1½ cups all-purpose flour

¾ cup packed light brown sugar

1½ teaspoon ground cinnamon

½ teaspoon ground ginger

½ teaspoon allspice

½ teaspoon cloves

¾ teaspoon baking powder

¾ teaspoon baking soda

¼ teaspoon kosher salt

1 egg

1 teaspoon vanilla extract

½ cup neutral oil

½ cup plain Greek yogurt

¾ cup unsweetened applesauce

Cinnamon stick or ground cinnamon, for serving (optional)

Sour Cream Icing

¾ cup un-sifted confectioners’ sugar

2 tablespoons sour cream

½ teaspoon vanilla extract

1. Make the Cake: Preheat the oven to 350°F. Grease a 9-by-9-inch metal baking dish. Line the pan with a piece of parchment paper, cut so that it extends over two sides to easily remove the cake from the pan.

2. In a medium bowl, whisk together the flour, brown sugar, cinnamon, ginger, allspice, cloves, baking powder, baking soda and salt.

3. In another medium bowl, whisk the egg, then the vanilla, oil, Greek yogurt and applesauce until smooth. Pour the dry ingredients into the wet mixture and stir them gently with a spoon or spatula until a thick batter forms and no dry streaks remain. Pour the batter into the prepared pan.

4. Bake until the cake is fairly firm when you press lightly on the center, 28 to 32 minutes. Remove it from the oven and cool completely on a baking rack for at least 1 hour. Use the parchment to remove the cake from the pan, then remove the paper and transfer the cake to a cutting board.
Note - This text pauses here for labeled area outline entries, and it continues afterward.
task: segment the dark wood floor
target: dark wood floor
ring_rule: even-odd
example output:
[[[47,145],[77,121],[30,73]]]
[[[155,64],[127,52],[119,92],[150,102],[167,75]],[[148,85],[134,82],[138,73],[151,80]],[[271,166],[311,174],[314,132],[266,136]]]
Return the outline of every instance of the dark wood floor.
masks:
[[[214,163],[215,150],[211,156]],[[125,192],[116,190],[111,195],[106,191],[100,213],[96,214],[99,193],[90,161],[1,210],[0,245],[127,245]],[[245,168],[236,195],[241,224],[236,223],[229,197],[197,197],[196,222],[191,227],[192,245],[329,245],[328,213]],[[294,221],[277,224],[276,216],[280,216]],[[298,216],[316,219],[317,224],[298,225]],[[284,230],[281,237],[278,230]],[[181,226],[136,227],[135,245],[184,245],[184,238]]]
5. Make the Icing: In a small bowl, stir together the powdered sugar, sour cream and vanilla extract. It will seem dry and thick at first but keep stirring until it comes together as a smooth icing (if it still seems very dry, add ½ teaspoon of your milk of choice; if it’s too thin, add a bit more confectioners’ sugar). Pour the icing over the cake and smooth it over the top with a spatula. If desired, top it with a few grates of a cinnamon stick or a pinch or two of ground cinnamon. Before the icing sets, cut the cake into 16 pieces. Serve immediately or allow the icing to set for about 30 minutes.